If you have student loan debt, you may have heard that the federal government is restarting student loans debt collection in 2025 (something that’s been on hold since the pandemic began in 2020). If your loans are current, you’re probably in good shape. But if you have defaulted federal student loans, it’s possible your tax refund could be impacted this year.
Below, we’ll break down what’s changing, what it means if you’re behind on student loan payments, and how to get ahead of any surprises before filing your tax return.
At a glance
- The federal government restarted collecting student loan debt in 2025 after a multi-year pause due to the pandemic.
- If your federal student loans are in default, the government can garnish wages or withhold tax refunds to collect what you owe.
- You can avoid or stop debt collection through options like loan rehabilitation or loan consolidation.
Can student loans go to collections?
Yes, federal student loans can be sent to a student loan default collection agency if they go unpaid long enough and your loan officially enters default. The point at which your loan is considered in default can vary depending on the type of loan, but this typically happens only after you’ve missed several months of payments.
What happens if student loans go to collections?
Once your loan has gone to collections, several things may happen:
- Your loan may be assigned to debt collectors working on behalf of the government.
- The Treasury Department can withhold federal tax refunds and other federal payments to apply toward your balance (called a Treasury offset).
- The government may also impose wage garnishment to collect what you owe.
- Your loan status may negatively impact your credit report.
- You may lose access to certain repayment plan options until you resolve the default.
While none of this feels great, there are options to restore your loan to good standing, such as loan consolidation or rehabilitation, which we discuss more later on.
What’s changing with federal student loan collections in 2025?
Since 2020, the government had not been collecting on defaulted student loans until recently.

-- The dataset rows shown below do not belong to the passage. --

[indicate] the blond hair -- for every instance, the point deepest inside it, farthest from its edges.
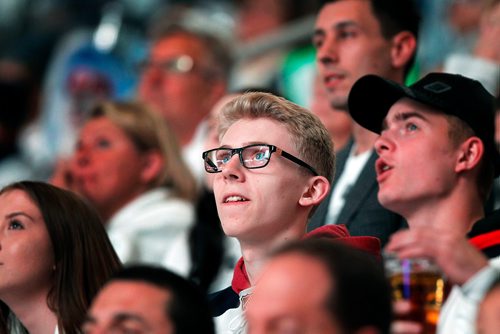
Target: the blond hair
(309, 135)
(148, 131)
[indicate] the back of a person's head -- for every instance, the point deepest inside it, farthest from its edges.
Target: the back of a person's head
(395, 16)
(188, 308)
(360, 294)
(83, 255)
(308, 134)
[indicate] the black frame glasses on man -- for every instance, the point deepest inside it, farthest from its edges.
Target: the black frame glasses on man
(251, 157)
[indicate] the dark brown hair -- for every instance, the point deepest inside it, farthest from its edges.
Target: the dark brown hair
(84, 257)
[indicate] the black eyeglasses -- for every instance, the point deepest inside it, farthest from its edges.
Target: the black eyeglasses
(251, 157)
(178, 65)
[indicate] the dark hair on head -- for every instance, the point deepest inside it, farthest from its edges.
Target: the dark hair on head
(395, 16)
(188, 308)
(360, 294)
(84, 257)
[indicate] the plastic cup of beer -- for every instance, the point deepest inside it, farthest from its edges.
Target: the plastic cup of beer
(421, 283)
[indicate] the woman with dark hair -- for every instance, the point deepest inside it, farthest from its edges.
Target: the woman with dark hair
(54, 257)
(128, 164)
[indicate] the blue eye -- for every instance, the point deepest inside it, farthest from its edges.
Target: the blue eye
(103, 143)
(260, 156)
(411, 127)
(225, 158)
(16, 225)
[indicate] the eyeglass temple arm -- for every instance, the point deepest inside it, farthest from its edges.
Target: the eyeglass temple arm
(294, 159)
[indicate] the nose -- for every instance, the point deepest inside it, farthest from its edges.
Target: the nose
(232, 169)
(327, 52)
(82, 155)
(152, 76)
(383, 144)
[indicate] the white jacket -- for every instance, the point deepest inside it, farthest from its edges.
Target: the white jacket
(143, 231)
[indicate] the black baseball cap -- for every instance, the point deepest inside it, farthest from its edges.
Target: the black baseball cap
(372, 96)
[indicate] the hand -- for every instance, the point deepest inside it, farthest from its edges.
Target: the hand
(452, 252)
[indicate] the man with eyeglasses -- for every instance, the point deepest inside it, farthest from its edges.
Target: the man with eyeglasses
(273, 167)
(184, 75)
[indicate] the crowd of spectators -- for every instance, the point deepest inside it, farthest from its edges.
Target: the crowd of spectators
(159, 160)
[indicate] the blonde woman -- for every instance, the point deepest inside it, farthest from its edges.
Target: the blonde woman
(128, 165)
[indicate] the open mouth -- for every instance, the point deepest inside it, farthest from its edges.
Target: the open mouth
(382, 167)
(234, 199)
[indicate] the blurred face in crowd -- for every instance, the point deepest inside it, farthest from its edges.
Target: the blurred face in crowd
(26, 254)
(349, 45)
(488, 321)
(259, 17)
(129, 307)
(287, 301)
(212, 139)
(108, 168)
(257, 205)
(407, 169)
(176, 82)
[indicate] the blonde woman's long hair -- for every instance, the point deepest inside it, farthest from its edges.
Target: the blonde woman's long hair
(148, 131)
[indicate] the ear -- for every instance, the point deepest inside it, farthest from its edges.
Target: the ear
(152, 166)
(470, 153)
(404, 46)
(315, 192)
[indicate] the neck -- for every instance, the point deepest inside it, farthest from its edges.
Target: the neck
(255, 254)
(457, 212)
(34, 313)
(363, 138)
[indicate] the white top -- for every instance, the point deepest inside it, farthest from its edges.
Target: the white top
(233, 320)
(458, 315)
(143, 231)
(484, 70)
(179, 261)
(353, 167)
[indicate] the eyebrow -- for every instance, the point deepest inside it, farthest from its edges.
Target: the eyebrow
(403, 116)
(320, 32)
(19, 213)
(118, 317)
(246, 144)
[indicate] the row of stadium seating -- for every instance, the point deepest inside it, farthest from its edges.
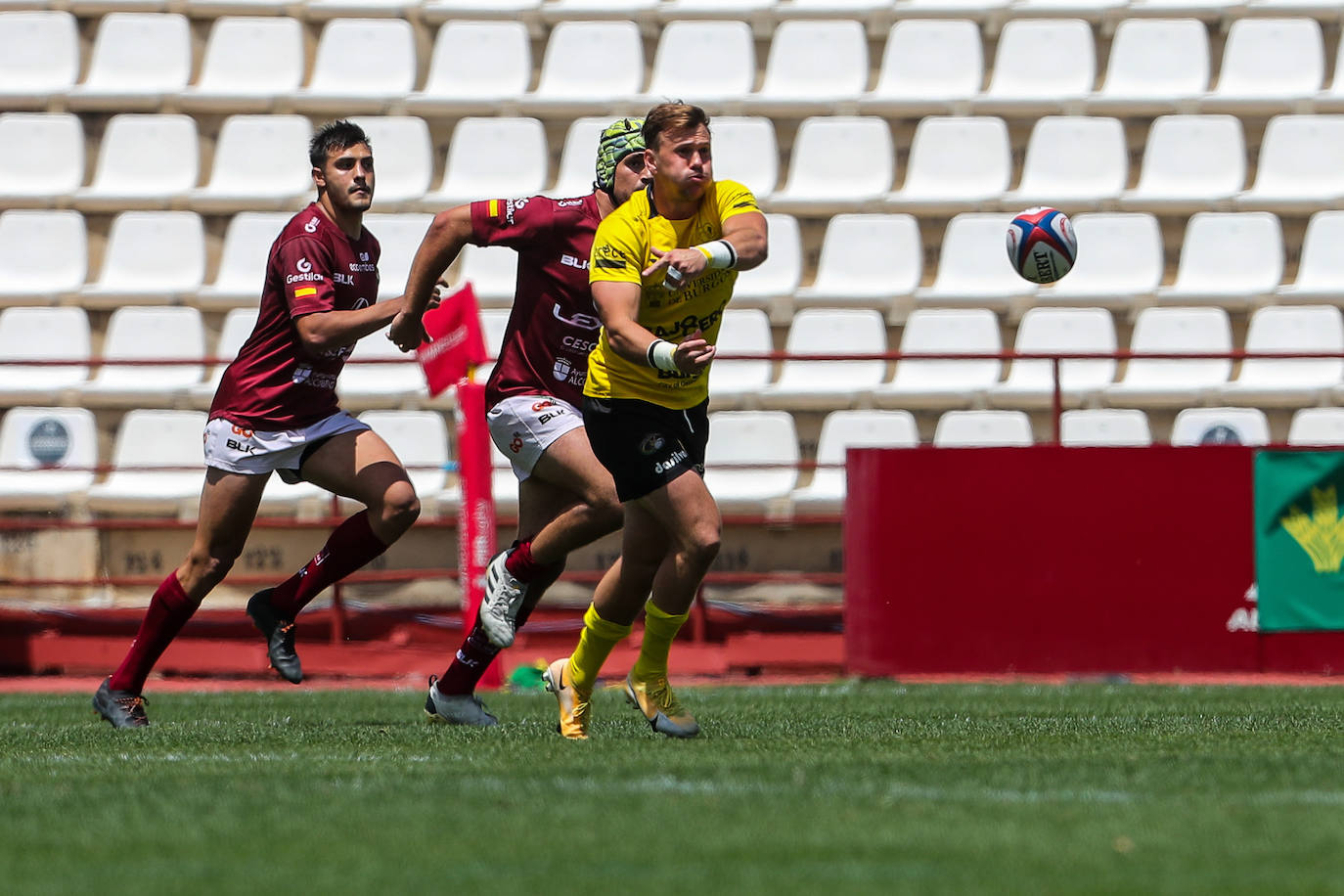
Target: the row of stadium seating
(927, 66)
(836, 164)
(49, 456)
(175, 337)
(1229, 259)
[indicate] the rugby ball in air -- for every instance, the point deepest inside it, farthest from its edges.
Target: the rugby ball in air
(1041, 245)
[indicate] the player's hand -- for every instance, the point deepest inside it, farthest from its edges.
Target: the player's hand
(694, 353)
(682, 266)
(408, 331)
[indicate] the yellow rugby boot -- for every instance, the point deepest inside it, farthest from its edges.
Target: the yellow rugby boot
(665, 713)
(574, 704)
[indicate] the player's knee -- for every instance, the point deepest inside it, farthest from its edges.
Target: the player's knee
(401, 507)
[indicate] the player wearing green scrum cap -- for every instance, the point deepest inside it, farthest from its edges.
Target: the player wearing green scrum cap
(566, 497)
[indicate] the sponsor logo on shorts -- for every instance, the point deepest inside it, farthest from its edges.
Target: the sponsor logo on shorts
(676, 457)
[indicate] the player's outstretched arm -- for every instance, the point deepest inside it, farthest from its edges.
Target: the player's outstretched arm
(444, 241)
(617, 305)
(749, 238)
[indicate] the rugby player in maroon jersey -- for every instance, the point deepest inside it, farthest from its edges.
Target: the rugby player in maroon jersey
(566, 497)
(276, 411)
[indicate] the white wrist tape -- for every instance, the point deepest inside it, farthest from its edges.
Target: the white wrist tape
(719, 252)
(661, 355)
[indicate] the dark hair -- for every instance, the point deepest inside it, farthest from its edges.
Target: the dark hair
(671, 115)
(333, 137)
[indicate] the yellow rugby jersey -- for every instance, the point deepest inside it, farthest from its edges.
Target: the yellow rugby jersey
(621, 250)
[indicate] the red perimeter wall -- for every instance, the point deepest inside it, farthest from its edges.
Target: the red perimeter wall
(1050, 559)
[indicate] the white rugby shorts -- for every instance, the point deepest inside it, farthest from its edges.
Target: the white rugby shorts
(251, 452)
(523, 426)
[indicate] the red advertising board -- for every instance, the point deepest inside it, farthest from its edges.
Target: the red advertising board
(1053, 559)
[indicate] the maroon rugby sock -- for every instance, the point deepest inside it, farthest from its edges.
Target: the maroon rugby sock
(520, 563)
(349, 547)
(167, 614)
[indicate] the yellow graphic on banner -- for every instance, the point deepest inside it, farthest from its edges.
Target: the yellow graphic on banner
(1322, 533)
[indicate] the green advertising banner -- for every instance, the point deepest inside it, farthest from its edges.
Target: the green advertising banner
(1300, 540)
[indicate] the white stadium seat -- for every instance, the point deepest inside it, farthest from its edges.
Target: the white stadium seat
(46, 255)
(1219, 426)
(46, 457)
(476, 67)
(1269, 65)
(1191, 162)
(1228, 258)
(841, 430)
(403, 158)
(148, 441)
(772, 284)
(743, 438)
(1318, 426)
(578, 157)
(812, 67)
(1175, 381)
(1103, 427)
(983, 428)
(261, 162)
(733, 383)
(386, 54)
(39, 57)
(152, 258)
(1120, 262)
(46, 335)
(867, 261)
(571, 83)
(1320, 267)
(929, 67)
(1156, 66)
(398, 237)
(141, 335)
(1289, 328)
(951, 381)
(744, 150)
(963, 277)
(250, 61)
(492, 157)
(144, 161)
(46, 157)
(1073, 161)
(1016, 85)
(137, 60)
(711, 61)
(243, 261)
(1301, 165)
(837, 164)
(238, 326)
(957, 162)
(829, 384)
(1031, 383)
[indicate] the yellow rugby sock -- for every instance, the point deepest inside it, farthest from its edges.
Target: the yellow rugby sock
(658, 630)
(594, 648)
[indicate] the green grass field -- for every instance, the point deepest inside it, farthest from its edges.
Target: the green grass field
(852, 787)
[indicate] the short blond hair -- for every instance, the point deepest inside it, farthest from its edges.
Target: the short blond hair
(672, 115)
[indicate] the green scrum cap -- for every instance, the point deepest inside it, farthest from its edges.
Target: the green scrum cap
(620, 139)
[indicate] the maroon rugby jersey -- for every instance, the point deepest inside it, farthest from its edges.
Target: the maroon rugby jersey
(554, 324)
(274, 383)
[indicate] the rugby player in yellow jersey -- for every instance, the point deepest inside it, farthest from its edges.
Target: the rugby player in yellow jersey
(661, 270)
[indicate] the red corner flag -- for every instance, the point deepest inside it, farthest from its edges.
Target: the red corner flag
(456, 342)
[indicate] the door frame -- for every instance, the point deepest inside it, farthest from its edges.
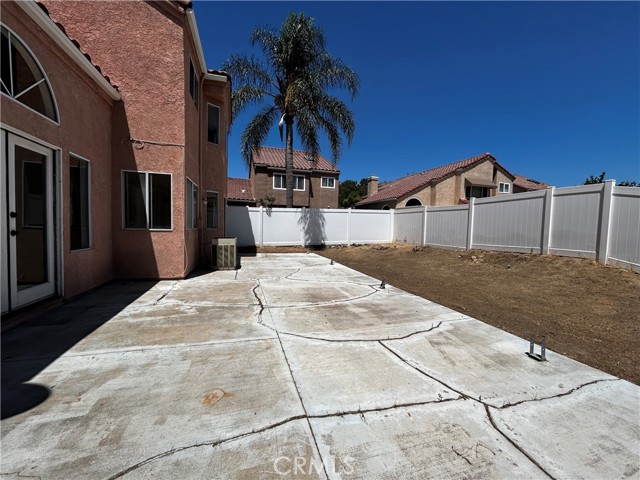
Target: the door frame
(55, 249)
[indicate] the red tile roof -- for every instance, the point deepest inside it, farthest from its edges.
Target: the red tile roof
(402, 186)
(240, 189)
(77, 44)
(274, 157)
(528, 183)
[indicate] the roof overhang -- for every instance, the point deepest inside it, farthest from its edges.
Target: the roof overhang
(45, 22)
(479, 182)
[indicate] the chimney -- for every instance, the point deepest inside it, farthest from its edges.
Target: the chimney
(372, 186)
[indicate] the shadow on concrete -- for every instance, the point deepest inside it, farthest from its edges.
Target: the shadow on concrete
(30, 347)
(312, 223)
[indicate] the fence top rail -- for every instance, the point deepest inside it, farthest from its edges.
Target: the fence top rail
(626, 191)
(447, 208)
(512, 198)
(595, 188)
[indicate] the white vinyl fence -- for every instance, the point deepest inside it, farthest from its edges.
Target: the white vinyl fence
(593, 221)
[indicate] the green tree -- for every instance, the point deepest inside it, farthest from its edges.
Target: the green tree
(291, 82)
(351, 192)
(600, 179)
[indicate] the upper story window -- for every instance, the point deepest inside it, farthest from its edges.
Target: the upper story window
(23, 78)
(477, 192)
(193, 83)
(328, 182)
(280, 182)
(213, 124)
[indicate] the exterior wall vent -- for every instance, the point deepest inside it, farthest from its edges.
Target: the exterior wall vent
(224, 253)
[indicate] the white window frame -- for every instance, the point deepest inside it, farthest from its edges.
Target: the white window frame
(333, 180)
(219, 124)
(217, 210)
(79, 157)
(146, 200)
(35, 59)
(304, 182)
(191, 198)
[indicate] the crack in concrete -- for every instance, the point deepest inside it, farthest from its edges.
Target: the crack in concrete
(295, 384)
(356, 340)
(515, 445)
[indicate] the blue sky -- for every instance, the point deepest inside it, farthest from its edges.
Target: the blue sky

Now, after several years on pause, the U.S. Department of Education is restarting the collection of student loans that are in default. Here’s what that means:
- Defaulted federal student loans can once again be sent to a student loan default collection agency.
- The federal government can take overdue amounts out of your tax refund or other government payments (like certain Social Security benefits) to repay your outstanding balances.
- Wage garnishment can also resume.
- Your credit report may show negative information again if your loans have defaulted, which can affect your ability to borrow in the future.
This update includes most federal loan types, such as Direct Loans, Federal Perkins Loans, and some Federal Family Education Loan (FFEL) Program loans, unless otherwise noted by the education department.
Note: This update applies only to federal student loans. Private student loans follow different rules and don’t go through federal offset programs.
What does it mean when my student loan is in default?
Here’s what defaulting on your loans means from the government’s perspective:
- For most federal loans, default status happens after roughly 270 days of missed monthly payments. One exception is Perkins loans, which can default much more quickly.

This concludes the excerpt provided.